背景にあるのは闇市場の急拡大です。AAPの報道によれば、豪州の連邦物品税は紙巻きたばこ20本入り1箱あたり約30豪ドルを占め、番組内では物品税が1箱6豪ドル相当のスウェーデンとの比較も持ち出されました。豪州統計局(ABS)は2025年に国内で消費されたたばこの80%が違法品だったと推計しており、2017年の12%から劇的に跳ね上がっています。
税収は3分の1に、追いつかない摘発
物品税はこの10年で3倍に引き上げられ、合法品の平均価格は1箱50豪ドルに接近する一方、闇市場では同等品が15豪ドル以下で手に入るとされます。その結果、2019/20年度に163億豪ドルでピークを付けた物品税収は、2025/26年度には55億豪ドルまで落ち込む見通しです。違法たばこの利権をめぐっては、犯罪組織による店舗への放火が200件、殺人が少なくとも3件発生したと豪犯罪情報委員会(ACIC)が明らかにしており、単なる「安いたばこ」の問題を超えた治安問題に発展しています。

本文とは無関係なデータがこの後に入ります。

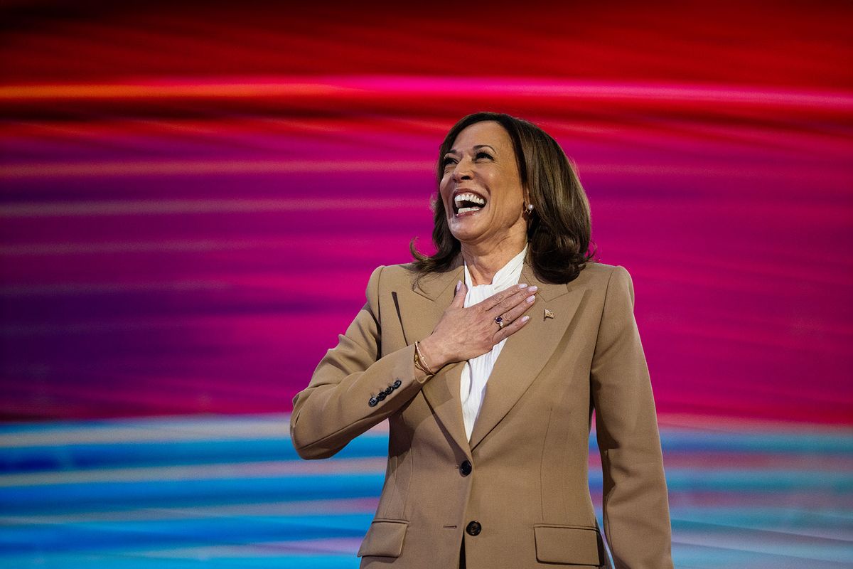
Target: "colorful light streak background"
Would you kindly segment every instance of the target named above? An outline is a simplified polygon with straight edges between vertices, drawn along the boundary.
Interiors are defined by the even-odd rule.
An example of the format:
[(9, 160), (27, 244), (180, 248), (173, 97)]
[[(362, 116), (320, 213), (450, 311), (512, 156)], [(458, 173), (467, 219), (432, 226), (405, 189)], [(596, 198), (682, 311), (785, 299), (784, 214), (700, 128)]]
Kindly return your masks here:
[(444, 133), (500, 110), (634, 277), (676, 566), (850, 566), (853, 9), (315, 4), (0, 9), (0, 555), (353, 566), (381, 434), (303, 464), (265, 414), (428, 248)]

それでも連邦政府の立場は固く、税関担当のジュリアン・ヒル政務次官は減税ではなく取り締まり強化を優先すると強調。国境警備隊は違法たばこを1日50件以上摘発し、2025年下半期だけで10億本超の密輸紙巻きを差し止めたとしています。シーシャデックスとして注目したいのは、「増税すれば消費は減る」という世界のたばこ規制の大前提が、豪州という最先端の実験場で試されている点です。この議論の行方は、段階増税が進む日本のたばこ税制を眺めるうえでも他人事ではありません。